DONNERSBERG, Germany (Oct. 14, 2011) – Donnersberg, or the “Thunder Mountain,” is the highest hill in Rheinland Palatinate at 2,200 feet high. After World War II, the U.S. constructed the largest radio station in Western Europe. This site was a primary hub of American military communications with its 153-foot tower.

As communications have transformed in Europe, the time has come to bid farewell to an important part of 5th Signal Command history.

Members of 5th Signal Command held a small ceremony that also included local German national colleagues to honor the closing of the Donnersberg site.

Back in the day when most communications were relayed through radio and line-of-site microwave relays, the Donnersberg site also housed the Automatic Voice Network (AUTOVON) switch (one of only two "Army" AUTOVON switches in Europe), 16 relay systems and a technical control facility.

Throughout its existence, Donnersberg has gone through many transitions as communications have improved and expanded. Various 5th Signal units served in Donnersberg to include Wiesbaden’s 102nd Signal Battalion.

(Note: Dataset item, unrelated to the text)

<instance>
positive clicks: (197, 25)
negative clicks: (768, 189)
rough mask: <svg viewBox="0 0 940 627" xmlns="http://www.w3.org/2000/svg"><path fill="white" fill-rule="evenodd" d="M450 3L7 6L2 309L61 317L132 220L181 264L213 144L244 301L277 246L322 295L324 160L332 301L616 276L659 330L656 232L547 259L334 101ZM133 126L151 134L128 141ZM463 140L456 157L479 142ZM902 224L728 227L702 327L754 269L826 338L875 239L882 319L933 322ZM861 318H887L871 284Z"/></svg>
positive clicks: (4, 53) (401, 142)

Donnersberg and the several other towers throughout Europe were part of what was known as the Digital European Backbone or DEB. With the implementation of a new fiber-optic network backbone and the onset of Dense Wave Division Multiplexing, just to name a few, historic towers such as these have been slowly phased out.

“The Soldiers and civilians that worked at the site will go down as important contributors to the modern bandwidth infrastructure that we benefit from today,” said Keith Ingram, 5th Signal Command’s Global Information Grid program manager. “We learned lifelong lessons here while also learning, developing, polishing and evolving our technical skills. For this reason we are here at our Alma Mater to honor it for its service and say goodbye. We may no longer be stationed or work here but we’ll always have some special moments we shared here. The ‘Thunder Mountain’ will always have a special place in our hearts.”